Coughlin's role in this colorful bunch was as the maestro of the hidden ball trick. The hidden ball trick is a play in which the runner is deceived about the location of the ball, in an effort to tag him out. Although no known comprehensive list is known to exist of all times when the hidden ball trick has worked, Coughlin reportedly pulled it off seven times (and at three different positions) -- more than any other player in MLB history. He pulled it off on May 12, 1905, against Hobe Ferris of the Boston Red Sox. He did it again on September 3, 1906, catching George Stone in the first inning. In Game 2 of the 1907 World Series, Coughlin caught Jimmy Slagle with a hidden ball trick, the only one in World Series history.

==Later years==
After leaving Major League Baseball, Coughlin became a baseball coach in the minor leagues and then at Lafayette College in Easton, Pennsylvania. From 1909 to 1917, he was a minor league manager for the Williamsport Millionaires (1909–1910), Allentown (1912–1913), and Scranton Miners (1914–1917). He was a player-manager until 1914.

In 1919, Coughlin was involved in the occupation of Germany after World War I. Coughlin conceived and operated a school for umpires run by the Knights of Columbus in occupied Coblenz, Germany. Coughlin taught the umpire candidates to officiate baseball games for the occupying servicemen. Coughlin taught his umpires to play "The Star Spangled Banner" if fights erupted among the players, causing "rocks held ready to avenge an unpopular decision" to fall from "reverent hands." (Harold Seymour and Dorothy Seymour Mills, Baseball: The People's Game (Oxford Univ. Press 1990), p. 347)

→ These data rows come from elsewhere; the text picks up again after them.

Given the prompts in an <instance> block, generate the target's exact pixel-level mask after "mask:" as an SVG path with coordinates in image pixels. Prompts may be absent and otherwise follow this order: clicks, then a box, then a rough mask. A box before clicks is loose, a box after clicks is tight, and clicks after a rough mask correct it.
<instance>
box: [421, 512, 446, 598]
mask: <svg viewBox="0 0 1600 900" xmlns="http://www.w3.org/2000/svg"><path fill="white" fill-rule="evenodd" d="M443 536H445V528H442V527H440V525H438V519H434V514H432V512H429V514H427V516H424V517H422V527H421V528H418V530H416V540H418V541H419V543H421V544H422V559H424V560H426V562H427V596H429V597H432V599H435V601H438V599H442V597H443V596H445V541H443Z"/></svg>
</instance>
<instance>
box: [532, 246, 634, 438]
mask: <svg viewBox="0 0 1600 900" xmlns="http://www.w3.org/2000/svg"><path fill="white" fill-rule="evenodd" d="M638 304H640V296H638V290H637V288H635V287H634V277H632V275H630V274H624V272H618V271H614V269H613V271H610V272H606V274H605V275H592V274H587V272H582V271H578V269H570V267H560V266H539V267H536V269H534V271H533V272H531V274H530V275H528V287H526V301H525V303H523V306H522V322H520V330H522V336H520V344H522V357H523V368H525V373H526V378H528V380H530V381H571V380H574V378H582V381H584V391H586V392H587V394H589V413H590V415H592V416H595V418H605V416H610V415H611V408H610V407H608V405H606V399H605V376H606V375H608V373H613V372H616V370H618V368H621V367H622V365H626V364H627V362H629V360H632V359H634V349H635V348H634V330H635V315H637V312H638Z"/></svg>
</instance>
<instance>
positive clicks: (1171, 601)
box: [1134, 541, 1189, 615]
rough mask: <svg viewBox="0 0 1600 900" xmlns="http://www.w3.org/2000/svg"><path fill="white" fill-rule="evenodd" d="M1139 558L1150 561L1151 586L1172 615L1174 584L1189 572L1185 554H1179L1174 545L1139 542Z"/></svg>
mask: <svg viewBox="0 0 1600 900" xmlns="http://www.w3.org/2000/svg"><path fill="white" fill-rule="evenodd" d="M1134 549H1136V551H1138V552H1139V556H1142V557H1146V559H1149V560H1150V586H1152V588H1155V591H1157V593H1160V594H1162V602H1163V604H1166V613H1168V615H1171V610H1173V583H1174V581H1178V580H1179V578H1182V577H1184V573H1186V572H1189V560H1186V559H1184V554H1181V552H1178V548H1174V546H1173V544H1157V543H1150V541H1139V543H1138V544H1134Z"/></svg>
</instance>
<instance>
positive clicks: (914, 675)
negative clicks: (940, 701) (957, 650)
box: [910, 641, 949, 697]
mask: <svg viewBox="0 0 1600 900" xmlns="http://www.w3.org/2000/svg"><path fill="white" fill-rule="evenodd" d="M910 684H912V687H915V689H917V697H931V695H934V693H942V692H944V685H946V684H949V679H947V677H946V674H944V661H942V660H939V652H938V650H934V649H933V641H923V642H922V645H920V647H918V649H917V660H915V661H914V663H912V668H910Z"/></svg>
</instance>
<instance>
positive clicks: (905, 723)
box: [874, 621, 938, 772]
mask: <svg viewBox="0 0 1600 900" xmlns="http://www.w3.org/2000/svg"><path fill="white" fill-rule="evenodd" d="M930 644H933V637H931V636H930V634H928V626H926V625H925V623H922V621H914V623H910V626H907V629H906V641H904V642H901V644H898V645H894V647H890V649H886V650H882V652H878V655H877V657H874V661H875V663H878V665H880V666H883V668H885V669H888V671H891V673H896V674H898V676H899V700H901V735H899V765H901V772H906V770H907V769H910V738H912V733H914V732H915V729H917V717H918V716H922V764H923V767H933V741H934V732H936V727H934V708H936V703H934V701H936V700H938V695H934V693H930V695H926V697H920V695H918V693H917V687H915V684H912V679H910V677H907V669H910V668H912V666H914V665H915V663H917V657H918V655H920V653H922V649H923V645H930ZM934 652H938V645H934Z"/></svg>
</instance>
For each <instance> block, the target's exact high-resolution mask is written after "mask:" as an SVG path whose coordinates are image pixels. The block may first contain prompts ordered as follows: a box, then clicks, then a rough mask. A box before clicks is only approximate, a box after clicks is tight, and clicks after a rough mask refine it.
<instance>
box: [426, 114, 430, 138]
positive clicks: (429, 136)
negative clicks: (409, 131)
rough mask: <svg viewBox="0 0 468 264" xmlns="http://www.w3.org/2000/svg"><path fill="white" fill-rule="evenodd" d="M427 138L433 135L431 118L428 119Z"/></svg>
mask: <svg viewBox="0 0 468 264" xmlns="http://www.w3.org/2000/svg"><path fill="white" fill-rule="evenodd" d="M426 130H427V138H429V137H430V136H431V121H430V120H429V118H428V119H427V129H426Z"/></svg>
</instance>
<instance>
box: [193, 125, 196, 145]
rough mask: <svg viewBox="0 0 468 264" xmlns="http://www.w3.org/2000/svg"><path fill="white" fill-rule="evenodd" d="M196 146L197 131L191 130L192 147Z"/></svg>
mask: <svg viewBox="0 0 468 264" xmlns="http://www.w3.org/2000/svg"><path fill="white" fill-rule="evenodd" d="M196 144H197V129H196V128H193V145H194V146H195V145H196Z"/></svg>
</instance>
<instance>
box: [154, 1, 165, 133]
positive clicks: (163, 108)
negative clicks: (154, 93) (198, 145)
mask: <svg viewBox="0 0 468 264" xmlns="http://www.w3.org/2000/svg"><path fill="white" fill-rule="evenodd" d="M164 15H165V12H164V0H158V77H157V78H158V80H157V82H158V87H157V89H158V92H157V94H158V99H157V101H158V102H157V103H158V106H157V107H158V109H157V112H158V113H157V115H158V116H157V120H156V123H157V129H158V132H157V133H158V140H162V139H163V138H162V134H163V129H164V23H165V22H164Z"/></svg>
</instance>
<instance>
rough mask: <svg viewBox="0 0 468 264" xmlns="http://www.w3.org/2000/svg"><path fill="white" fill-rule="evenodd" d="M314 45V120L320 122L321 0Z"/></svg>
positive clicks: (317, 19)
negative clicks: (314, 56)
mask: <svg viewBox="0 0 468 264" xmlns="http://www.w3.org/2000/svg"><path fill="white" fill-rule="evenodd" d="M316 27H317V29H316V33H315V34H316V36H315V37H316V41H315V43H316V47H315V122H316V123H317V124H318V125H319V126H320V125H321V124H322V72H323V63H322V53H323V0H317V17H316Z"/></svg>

After the war, Coughlin became the head baseball coach at Lafayette College, a post he held from 1920 to 1943. He had only one losing season in his 23 seasons at Lafayette. His coaching record at Lafayette was 273-134, a .675 winning percentage. His teams were 52-13 against rival Lehigh and 31-8 against Rutgers. Under Coughlin, the Lafayette baseball program became one of the best in the country. Coughlin was inducted into the Helms Foundation College Baseball Hall of Fame in 1954 and the Lafayette College Hall of Fame in 1977.

Coughlin died in Scranton, Pennsylvania, in 1943 at age 64.